他伸出手,极其温柔地抚摸着贺铮那张因为愤怒和欲望而涨红的粗糙脸庞。

“试试就试试。”

他挑衅般地说道,手腕突然猛地发力!

贺铮根本没防备这个病秧子会有这么大的力气,加上他本来就怕压坏了许逾白,重心一偏,整个人直接往前栽了下去。

“砰”的一声。

贺铮宽阔的胸膛重重地砸在土炕上,还没等他撑起身子,许逾白已经借着他倒下的势头,极其敏捷地翻身而上,一条长腿强硬地挤进了贺铮的双腿之间,将他死死压住!

“你他妈……”

贺铮大惊失色,刚要挣扎,许逾白却一把扯住了他的衣领,用力往下一拽。

两人的面庞瞬间拉近。

许逾白微微仰起头,那两片柔软微凉的嘴唇,带着一股子不容抗拒的凶悍和偏执,直接堵住了贺铮没骂完的脏话!

这是一个充满掠夺和侵略的吻。

许逾白的动作和他的外表完全不符,他一手死死按住贺铮挣扎的肩膀,舌尖粗暴地撬开贺铮紧咬的牙关,长驱直入,肆意地扫荡着里面的一切。

“唔——!”

贺铮浑身的肌肉瞬间绷成了铁块。他堂堂上河村一霸,竟然被一个知青压在炕上强吻!

他想把身上的人掀翻,可许逾白的另一只手却极其刁钻地探了下去,隔着粗布长裤,一把捏住了他那处早已胀痛不堪的命脉。

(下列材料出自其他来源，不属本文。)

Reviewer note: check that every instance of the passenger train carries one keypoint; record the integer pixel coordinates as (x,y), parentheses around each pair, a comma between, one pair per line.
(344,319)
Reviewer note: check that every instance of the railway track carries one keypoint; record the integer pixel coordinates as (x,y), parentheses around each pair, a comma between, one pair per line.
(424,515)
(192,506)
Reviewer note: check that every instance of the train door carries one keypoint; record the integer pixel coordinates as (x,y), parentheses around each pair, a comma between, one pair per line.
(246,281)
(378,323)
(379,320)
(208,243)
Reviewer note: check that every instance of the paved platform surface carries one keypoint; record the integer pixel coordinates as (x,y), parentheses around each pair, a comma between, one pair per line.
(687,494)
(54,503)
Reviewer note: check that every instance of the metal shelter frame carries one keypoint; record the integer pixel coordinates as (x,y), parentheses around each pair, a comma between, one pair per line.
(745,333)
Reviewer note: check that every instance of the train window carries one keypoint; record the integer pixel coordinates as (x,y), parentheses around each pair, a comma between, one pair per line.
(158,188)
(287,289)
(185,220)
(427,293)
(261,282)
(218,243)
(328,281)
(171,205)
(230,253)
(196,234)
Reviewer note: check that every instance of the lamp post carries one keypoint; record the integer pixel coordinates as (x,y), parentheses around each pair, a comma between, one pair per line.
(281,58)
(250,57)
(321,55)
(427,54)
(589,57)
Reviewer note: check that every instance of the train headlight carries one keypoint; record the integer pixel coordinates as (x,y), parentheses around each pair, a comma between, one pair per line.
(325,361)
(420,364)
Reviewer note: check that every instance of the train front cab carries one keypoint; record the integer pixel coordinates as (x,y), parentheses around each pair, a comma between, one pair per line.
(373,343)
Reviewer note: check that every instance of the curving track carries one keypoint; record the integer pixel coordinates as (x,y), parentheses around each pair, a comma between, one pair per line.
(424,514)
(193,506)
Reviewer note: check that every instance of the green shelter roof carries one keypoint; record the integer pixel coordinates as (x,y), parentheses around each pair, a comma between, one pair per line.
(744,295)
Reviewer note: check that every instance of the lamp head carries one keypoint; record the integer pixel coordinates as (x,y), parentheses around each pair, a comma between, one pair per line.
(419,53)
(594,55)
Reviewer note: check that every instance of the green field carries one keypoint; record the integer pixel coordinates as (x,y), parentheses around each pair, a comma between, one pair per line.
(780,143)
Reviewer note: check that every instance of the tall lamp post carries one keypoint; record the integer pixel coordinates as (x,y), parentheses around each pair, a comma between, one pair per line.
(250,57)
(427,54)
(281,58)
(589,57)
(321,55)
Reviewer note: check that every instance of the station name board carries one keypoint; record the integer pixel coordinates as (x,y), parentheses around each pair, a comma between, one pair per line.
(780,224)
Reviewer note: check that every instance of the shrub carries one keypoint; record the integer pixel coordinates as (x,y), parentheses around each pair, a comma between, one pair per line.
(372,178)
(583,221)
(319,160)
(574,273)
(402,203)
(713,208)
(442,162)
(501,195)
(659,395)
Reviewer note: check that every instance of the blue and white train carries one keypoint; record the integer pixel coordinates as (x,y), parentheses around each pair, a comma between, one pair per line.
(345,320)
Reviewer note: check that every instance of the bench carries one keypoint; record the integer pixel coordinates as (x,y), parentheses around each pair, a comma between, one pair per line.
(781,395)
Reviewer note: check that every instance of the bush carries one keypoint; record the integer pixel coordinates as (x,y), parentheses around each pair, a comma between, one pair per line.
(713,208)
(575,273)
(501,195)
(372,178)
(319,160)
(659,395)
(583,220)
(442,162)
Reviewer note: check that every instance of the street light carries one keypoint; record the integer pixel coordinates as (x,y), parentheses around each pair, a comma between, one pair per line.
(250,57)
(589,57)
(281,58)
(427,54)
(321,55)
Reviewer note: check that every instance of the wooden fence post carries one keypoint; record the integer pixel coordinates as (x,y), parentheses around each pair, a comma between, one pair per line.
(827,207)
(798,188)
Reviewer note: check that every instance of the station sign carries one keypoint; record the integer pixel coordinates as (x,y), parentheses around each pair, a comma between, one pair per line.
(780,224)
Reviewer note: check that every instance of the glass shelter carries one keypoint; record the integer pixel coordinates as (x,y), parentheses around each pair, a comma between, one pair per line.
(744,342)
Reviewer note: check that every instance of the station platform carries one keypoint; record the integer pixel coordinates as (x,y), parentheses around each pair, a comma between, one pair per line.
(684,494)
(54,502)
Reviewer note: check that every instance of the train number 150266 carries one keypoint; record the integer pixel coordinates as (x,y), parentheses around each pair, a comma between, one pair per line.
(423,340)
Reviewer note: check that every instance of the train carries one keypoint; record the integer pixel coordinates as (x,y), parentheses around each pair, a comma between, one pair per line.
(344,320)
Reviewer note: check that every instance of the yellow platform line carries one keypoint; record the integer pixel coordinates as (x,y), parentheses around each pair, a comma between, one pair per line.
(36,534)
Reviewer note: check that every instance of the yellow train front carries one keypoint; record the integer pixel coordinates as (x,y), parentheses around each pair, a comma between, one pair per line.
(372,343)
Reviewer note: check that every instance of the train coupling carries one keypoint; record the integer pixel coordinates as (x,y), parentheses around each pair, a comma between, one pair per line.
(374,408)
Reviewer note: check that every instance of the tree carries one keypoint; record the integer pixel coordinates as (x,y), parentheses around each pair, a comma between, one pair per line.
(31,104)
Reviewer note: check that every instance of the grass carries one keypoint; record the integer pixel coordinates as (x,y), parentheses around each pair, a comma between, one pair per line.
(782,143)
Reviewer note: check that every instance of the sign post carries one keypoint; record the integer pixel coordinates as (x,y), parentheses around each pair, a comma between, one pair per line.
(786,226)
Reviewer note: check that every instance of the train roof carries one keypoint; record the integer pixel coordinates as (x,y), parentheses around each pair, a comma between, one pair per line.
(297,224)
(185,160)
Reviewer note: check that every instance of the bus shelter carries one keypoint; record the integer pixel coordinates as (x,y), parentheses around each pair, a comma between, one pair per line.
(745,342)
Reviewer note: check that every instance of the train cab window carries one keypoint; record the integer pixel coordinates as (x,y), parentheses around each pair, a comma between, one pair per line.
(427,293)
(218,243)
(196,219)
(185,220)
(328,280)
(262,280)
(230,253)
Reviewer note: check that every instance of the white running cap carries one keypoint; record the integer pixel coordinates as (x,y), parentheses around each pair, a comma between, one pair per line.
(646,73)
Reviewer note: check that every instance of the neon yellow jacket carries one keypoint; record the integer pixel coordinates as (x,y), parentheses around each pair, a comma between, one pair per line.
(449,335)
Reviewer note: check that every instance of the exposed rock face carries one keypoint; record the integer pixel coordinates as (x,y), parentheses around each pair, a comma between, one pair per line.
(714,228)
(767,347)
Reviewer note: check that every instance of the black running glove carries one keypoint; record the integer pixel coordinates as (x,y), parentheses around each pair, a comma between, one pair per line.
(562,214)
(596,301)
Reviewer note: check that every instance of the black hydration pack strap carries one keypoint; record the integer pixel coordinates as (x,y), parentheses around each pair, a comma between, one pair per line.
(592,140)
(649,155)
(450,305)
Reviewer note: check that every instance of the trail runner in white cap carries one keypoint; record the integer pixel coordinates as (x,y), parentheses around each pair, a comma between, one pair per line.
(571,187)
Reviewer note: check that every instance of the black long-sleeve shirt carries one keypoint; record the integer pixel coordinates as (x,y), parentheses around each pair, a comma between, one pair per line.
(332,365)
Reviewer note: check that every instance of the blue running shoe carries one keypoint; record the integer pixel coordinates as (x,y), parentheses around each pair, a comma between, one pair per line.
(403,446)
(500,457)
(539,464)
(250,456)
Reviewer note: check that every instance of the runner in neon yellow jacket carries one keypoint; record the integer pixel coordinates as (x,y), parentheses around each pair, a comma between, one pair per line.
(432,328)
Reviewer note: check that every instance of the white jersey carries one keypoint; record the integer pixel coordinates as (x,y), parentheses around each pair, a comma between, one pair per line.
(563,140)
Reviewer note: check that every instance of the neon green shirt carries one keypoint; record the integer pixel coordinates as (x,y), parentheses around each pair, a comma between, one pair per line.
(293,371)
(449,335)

“别动,铮哥。”许逾白松开他的嘴唇,喘着粗气,眼神幽暗到了极点,“会坏的。”

贺铮像是一头被捏住七寸的野兽,眼角被逼出了生理性的红晕,只能屈辱地、被迫仰着头,承受着这狂风暴雨般的亲吻和拿捏,喉咙里溢出压抑至极的闷哼。

良久,许逾白才放开他。

他居高临下地看着身下胸膛剧烈起伏、眼神慌乱的糙汉,嘴角勾起一抹餍足的笑。

“铮哥……你硬了。”

贺铮的身子猛地一僵。

他狼狈到了极点,一把推开许逾白,转过身背对着他躺在一边,将被子拉过头顶,把自己裹了个严实。

“闭嘴!睡觉!”

他的声音闷闷地从被子里传出来,带着一股子无法掩饰的恼羞成怒和三观崩塌的慌乱。

许逾白侧过身,看着那个把自己裹成蚕蛹的男人,眼底的笑意几乎要溢出来。

他伸出手,隔着被子轻轻拍了拍贺铮的背。

“晚安,铮哥。”

这一夜,土屋里再也没有了“楚河汉界”。